The Bush administration: a bigger threat to national security than a foreign spy. That was Tom Brokaw's implicit assumption in his interview with former CIA Director George Tenet on this morning's "Today." Along the way, Brokaw accused former Defense Secretary Donald Rumsfeld of running a "rogue" intelligence operation.
BROKAW: In the opening passage you describe conversations in the Clinton administration between the Palestinians and the Israelis attempting to get some sort of a new peace arrangement. But the Israelis were demanding the release of Jonathan Pollard, a United States military intelligence analyst who had been selling them secrets, who's in jail for life. You said if you release Jonathan Pollard, I'll resign from the CIA. And yet when you were the head of the CIA, you had Condi Rice ignoring your warnings, Vice-President Cheney exaggerating the threats repeatedly, Don Rumsfeld in the Pentagon running what effectively was a rogue CIA, his own intelligence operation, and you didn't threaten to resign then.
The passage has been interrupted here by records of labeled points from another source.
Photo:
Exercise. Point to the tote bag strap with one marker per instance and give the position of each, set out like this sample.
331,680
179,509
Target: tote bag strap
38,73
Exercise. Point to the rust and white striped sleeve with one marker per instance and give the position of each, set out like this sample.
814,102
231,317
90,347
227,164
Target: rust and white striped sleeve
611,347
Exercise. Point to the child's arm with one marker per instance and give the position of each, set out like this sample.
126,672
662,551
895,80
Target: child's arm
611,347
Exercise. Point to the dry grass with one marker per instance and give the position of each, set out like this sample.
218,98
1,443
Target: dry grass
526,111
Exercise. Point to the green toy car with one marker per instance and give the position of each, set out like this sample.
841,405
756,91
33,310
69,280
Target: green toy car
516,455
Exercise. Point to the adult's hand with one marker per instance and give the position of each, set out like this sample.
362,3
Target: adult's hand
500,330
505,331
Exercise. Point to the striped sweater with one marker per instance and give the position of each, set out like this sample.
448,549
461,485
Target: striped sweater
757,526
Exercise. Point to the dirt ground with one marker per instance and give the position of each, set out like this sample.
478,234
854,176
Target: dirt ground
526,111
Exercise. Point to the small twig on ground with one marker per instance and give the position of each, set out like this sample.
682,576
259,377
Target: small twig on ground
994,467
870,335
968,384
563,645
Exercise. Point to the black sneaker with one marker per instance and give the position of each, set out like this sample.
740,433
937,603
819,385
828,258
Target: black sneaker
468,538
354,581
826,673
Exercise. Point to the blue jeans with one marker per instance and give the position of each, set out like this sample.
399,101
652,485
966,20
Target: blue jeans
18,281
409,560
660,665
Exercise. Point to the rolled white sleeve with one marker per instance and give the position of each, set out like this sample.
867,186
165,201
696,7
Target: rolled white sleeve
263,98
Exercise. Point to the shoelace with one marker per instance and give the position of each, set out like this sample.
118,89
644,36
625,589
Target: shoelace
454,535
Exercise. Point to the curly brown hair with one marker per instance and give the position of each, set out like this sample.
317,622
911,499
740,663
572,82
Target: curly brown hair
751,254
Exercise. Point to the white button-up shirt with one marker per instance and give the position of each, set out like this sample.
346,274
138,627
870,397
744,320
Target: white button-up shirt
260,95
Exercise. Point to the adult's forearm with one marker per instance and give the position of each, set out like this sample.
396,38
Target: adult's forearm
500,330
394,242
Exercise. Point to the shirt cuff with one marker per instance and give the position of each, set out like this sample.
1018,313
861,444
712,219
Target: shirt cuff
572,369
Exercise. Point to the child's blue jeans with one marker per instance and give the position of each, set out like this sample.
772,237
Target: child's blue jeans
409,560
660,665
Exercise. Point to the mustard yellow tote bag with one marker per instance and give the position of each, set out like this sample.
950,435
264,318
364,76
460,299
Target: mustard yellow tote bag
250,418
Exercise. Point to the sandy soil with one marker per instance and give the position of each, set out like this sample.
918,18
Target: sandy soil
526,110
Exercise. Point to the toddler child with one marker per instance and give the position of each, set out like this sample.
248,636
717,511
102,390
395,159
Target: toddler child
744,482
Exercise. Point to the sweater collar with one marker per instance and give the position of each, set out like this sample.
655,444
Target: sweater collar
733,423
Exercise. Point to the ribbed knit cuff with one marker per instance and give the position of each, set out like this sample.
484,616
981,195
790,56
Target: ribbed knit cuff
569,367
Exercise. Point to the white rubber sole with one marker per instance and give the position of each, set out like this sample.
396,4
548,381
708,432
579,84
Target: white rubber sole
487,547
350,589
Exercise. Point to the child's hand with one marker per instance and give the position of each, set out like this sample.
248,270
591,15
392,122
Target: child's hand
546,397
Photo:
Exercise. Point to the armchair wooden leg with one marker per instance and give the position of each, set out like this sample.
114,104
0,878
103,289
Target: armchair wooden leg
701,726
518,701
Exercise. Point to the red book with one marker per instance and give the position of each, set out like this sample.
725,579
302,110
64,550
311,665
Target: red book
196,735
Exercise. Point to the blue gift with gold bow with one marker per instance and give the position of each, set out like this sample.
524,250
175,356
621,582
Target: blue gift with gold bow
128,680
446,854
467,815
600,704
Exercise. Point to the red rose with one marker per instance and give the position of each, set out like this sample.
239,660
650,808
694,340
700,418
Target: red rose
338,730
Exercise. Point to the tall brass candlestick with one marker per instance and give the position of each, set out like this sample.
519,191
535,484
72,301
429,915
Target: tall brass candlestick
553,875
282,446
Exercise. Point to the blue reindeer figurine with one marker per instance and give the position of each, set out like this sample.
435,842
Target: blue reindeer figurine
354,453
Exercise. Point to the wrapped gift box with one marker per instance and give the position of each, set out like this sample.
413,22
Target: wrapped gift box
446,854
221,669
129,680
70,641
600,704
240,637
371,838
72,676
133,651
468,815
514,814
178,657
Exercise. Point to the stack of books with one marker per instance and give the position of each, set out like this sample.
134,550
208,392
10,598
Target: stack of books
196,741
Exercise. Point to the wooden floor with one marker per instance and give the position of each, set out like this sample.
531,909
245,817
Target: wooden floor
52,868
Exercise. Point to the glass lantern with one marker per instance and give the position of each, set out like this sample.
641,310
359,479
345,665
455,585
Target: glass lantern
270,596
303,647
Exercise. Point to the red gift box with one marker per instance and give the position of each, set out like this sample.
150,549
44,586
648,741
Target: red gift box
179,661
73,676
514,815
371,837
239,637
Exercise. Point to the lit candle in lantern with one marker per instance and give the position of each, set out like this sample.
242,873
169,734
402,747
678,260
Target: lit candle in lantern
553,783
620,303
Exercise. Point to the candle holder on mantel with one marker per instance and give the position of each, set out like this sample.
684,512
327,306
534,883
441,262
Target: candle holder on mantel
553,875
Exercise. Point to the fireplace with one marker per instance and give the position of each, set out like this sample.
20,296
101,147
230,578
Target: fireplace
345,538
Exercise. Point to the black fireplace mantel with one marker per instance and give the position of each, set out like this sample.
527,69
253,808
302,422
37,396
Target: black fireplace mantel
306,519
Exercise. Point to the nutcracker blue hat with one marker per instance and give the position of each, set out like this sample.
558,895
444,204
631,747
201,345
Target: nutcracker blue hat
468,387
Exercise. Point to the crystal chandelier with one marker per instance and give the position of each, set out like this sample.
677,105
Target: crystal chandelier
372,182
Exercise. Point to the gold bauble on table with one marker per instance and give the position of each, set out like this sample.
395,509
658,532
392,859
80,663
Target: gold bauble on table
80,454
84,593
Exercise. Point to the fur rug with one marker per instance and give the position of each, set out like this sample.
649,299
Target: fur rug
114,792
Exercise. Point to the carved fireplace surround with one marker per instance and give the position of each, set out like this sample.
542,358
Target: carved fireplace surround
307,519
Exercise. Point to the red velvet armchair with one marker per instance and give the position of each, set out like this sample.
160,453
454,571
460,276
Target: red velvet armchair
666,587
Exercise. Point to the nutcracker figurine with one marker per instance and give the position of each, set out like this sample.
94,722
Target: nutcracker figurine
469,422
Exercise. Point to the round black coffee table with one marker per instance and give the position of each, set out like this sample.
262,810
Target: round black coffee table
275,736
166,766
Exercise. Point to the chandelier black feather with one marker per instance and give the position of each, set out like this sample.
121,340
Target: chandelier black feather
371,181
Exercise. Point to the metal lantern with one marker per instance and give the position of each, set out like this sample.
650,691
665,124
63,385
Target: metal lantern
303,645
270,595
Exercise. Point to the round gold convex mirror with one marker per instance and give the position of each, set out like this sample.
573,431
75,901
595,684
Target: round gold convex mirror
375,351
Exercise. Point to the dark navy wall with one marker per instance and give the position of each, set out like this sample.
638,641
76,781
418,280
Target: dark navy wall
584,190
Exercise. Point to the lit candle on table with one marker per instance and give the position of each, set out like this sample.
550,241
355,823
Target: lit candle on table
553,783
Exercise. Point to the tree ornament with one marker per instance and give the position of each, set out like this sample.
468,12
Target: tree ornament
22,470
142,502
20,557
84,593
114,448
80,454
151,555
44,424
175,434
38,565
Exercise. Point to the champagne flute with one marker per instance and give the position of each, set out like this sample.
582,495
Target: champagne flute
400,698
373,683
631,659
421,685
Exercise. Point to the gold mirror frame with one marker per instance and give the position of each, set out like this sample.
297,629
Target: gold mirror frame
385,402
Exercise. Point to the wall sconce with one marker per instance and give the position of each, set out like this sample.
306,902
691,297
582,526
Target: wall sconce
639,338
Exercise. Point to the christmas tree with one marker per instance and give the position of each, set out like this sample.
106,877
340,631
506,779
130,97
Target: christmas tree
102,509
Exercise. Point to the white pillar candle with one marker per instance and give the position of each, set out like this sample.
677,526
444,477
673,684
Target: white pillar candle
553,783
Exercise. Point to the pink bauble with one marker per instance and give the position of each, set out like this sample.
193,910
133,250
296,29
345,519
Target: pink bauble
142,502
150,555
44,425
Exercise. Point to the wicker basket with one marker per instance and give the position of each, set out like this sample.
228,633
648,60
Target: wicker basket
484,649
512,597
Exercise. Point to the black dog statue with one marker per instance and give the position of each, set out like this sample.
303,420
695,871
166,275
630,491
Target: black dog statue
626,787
TENET: Well, Tom, I don't know that I agree with the premise of everything in your question, but let me say this. I had a job to do. We had a war on terrorism, we had conflict in Iraq. I thought I could best serve my country by continuing to do my job every day. A Director of Central Intelligence is agnostic on policy because we have to become objective and give them the best data and I thought it was best to serve my country by staying in my job.
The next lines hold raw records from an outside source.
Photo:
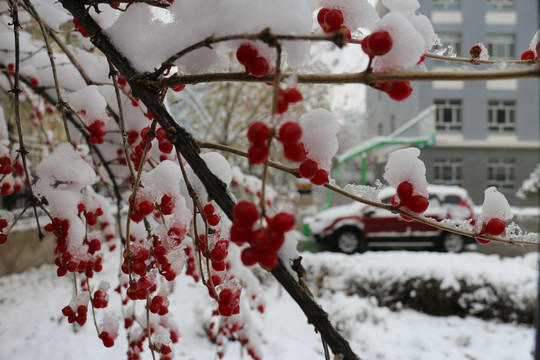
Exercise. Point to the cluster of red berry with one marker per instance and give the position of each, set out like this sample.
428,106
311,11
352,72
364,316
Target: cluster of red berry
3,230
5,165
405,199
289,136
97,131
229,301
108,339
65,260
140,208
165,145
377,44
210,215
286,97
264,241
494,227
100,300
332,20
159,305
256,65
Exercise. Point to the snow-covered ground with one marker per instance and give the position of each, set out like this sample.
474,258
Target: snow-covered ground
32,327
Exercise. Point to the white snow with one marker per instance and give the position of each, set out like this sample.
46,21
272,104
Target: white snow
33,327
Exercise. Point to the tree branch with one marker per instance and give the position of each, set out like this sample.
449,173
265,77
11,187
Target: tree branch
215,187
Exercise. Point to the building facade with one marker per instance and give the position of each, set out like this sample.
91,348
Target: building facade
487,132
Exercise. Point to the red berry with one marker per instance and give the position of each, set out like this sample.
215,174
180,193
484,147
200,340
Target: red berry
320,178
475,51
320,16
528,55
404,191
246,53
495,227
240,234
33,81
258,133
379,43
417,204
399,90
258,154
482,241
282,104
333,20
290,132
259,239
245,213
282,222
308,168
258,67
294,152
293,95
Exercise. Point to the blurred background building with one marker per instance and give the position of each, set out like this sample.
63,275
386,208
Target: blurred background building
487,132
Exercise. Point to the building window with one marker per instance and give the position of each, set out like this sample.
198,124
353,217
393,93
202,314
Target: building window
501,115
446,4
448,171
501,46
500,5
501,173
448,114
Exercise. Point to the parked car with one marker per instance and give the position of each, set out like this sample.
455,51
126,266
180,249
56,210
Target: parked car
356,226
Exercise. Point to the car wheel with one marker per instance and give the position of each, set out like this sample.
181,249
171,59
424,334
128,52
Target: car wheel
349,241
452,242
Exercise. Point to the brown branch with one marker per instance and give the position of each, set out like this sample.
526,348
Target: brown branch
187,146
353,78
265,36
392,208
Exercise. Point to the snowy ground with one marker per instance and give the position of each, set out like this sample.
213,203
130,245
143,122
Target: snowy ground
32,327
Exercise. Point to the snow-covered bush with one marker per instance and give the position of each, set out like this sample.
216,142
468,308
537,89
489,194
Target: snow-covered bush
86,82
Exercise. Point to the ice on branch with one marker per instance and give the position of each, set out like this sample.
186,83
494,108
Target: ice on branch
495,206
404,165
408,43
356,13
319,130
220,18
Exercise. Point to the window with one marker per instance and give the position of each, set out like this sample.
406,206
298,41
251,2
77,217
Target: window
501,173
500,5
501,115
448,114
447,171
446,4
501,46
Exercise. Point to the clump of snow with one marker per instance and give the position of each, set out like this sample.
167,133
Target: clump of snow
356,14
495,206
484,54
404,165
319,130
402,6
530,185
408,44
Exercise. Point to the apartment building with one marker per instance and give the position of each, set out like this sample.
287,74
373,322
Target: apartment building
487,132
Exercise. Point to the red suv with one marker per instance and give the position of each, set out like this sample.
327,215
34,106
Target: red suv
355,227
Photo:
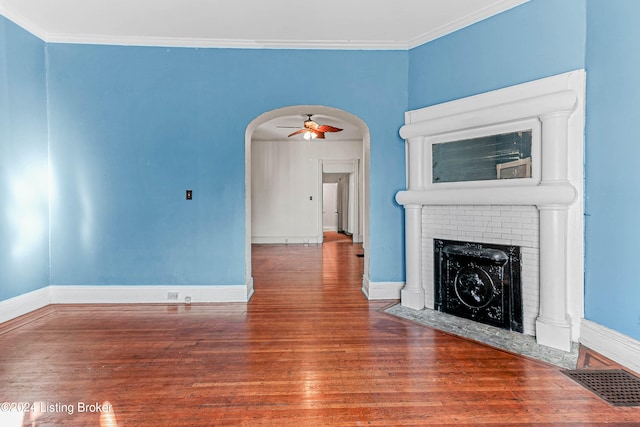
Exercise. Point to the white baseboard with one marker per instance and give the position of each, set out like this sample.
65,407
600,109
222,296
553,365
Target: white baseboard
23,304
614,345
285,240
149,294
381,290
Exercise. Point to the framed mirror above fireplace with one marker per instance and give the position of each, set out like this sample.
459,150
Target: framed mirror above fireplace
499,155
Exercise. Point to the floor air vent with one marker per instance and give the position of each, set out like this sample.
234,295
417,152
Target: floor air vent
618,387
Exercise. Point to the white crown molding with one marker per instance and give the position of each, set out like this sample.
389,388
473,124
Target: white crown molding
465,21
23,22
224,43
93,39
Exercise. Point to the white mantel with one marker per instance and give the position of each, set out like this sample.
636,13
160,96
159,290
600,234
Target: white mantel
556,106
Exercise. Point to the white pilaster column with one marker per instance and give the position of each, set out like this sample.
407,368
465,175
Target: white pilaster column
412,294
553,325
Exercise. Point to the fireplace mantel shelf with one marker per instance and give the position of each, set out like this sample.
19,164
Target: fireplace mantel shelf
545,194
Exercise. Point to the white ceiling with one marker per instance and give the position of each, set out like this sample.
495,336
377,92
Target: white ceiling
330,24
342,24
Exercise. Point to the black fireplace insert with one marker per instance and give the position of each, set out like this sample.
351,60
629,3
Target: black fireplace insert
479,281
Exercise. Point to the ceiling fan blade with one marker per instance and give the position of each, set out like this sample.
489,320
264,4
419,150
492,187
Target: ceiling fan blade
327,128
298,132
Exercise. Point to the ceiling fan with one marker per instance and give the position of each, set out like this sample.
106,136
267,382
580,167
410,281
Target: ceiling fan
312,130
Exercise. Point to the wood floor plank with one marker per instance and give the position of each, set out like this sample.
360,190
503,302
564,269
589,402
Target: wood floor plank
307,350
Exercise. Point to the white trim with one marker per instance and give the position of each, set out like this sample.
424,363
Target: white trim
23,304
495,8
381,290
285,240
23,22
465,21
614,345
148,294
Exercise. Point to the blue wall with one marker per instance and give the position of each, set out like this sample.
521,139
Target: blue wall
131,128
24,218
535,40
612,206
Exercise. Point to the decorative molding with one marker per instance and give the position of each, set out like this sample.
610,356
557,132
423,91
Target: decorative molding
495,8
23,304
381,290
481,111
553,194
614,345
148,294
23,22
489,11
224,43
285,240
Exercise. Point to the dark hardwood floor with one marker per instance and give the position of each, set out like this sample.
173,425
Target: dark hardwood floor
307,350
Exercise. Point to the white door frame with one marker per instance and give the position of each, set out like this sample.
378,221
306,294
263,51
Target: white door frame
352,168
363,198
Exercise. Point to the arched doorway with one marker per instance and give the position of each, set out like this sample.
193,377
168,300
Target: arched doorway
360,166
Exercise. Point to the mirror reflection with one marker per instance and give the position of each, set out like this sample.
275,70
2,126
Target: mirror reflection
501,156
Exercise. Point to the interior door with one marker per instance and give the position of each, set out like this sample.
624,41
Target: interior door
330,206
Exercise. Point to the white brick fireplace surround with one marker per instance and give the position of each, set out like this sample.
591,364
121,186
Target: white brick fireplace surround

BROKAW: But if the country was not getting the true story, which it's fairly clear from your book that it was not, that the Vice-President had one clear view of what was necessary in Iraq, that the Defense Department had its own intelligence operation going on, and Condoleeza Rice was not responding with alacrity to your warnings, very clear warnings, in July of 2001 that an attack was imminent, doesn't a country deserve to know that?
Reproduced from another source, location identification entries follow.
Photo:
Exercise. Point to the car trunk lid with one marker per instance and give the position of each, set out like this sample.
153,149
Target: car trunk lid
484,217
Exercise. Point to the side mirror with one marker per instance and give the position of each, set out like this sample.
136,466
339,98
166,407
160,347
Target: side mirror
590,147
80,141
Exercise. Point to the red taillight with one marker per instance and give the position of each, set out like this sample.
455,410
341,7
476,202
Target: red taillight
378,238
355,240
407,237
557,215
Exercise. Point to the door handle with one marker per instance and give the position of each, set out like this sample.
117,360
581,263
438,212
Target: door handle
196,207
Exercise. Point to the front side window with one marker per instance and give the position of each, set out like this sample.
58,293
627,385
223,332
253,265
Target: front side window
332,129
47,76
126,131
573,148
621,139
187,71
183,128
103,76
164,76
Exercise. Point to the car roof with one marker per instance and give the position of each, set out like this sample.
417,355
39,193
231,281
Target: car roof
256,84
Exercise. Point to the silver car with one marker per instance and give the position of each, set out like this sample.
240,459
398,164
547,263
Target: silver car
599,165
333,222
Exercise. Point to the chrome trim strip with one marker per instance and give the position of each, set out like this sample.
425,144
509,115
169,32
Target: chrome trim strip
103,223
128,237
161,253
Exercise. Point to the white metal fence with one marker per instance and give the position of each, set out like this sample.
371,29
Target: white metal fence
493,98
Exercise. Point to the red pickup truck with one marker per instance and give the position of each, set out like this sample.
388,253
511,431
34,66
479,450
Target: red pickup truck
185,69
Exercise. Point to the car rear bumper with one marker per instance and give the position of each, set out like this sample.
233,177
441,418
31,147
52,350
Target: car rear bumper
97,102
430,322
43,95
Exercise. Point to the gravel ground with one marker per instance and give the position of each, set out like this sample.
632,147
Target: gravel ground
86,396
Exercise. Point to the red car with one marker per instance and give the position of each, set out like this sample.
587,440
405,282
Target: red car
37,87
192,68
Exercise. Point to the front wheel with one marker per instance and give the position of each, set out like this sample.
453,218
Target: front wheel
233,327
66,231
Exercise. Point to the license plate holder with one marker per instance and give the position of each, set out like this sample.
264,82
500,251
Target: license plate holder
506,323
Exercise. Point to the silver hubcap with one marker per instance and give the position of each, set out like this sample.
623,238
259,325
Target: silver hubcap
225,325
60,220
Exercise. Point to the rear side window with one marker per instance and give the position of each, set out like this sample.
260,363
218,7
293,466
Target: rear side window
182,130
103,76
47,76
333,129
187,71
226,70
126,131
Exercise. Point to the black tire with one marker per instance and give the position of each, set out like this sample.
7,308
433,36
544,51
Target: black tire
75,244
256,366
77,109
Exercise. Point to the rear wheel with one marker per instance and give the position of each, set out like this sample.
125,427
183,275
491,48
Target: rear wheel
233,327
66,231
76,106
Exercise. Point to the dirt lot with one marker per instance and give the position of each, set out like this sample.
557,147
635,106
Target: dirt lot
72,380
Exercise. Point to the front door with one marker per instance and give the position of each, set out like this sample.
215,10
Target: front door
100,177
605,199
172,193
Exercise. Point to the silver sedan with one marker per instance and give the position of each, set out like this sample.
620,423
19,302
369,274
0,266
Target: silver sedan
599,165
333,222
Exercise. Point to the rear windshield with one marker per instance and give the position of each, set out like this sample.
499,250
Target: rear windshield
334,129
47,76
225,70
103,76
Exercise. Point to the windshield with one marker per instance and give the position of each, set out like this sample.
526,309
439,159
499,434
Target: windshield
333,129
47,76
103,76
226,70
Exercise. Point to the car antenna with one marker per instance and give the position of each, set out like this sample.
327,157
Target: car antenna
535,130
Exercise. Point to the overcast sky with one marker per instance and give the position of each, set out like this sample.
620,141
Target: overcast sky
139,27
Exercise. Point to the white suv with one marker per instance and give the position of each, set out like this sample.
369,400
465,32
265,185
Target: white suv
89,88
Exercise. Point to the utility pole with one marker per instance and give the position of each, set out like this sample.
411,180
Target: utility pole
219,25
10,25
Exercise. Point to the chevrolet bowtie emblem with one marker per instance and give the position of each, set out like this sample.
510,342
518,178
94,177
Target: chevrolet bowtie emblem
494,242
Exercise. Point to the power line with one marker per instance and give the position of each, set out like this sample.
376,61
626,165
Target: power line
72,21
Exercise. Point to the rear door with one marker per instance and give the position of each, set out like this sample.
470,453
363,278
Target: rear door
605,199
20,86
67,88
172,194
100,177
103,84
TENET: Well, Tom, I chose to do my job in a way in which you stay inside the system. You do your best. You push your objective analysis. You make people aware of what you believe to be true. People are asking, why are you talking now, why were you silent so long? I certainly wasn't silent within the purview of my job and the councils of the administration in terms of what we said and how we said it.
Brokaw never explained how an intelligence operation created by a Secretary of Defense who was appointed by the president, and which operation in turn reported to the president, could be considered "rogue." And while Tenet oh-so-delicately declined to necessarily agree with all of Brokaw's accusations, he pointedly did not take issue with Brokaw's stunning "rogue" allegation.
Note also Brokaw's claim that "the country was not getting the true story." The former Nightly News anchor seems to align himself with the "Bush lied, people died" crowd.
Meanwhile, what ever happened to the stiff upper lip? Aren't spymasters supposed to be the ultimate in self-abnegation; grey men who are never seen, let alone heard? Not only does Tenet write his book, he makes an overwrought, highly emotional 60 Minutes appearance to flog it. What's worse, all his sturm and drang is in the service not of promoting national security but of righting what he sees as wrongs done to him and his reputation. Tenet should have waited at least until this administration was out of office before so publicly trying to settle scores. His self-serving outburst does nothing to serve his country, and to the contrary is surely the cause of disdainful amusement at the U.S.'s expense in various quarters around the world.
Aside: Is Meredith miffed that NBC apparently didn't consider her up to handling the Tenet interview? Would Matt Lauer have conducted it had he not been off on his "Where in the World is Matt Lauer Tour" or was Brokaw always going to do the interview in any case?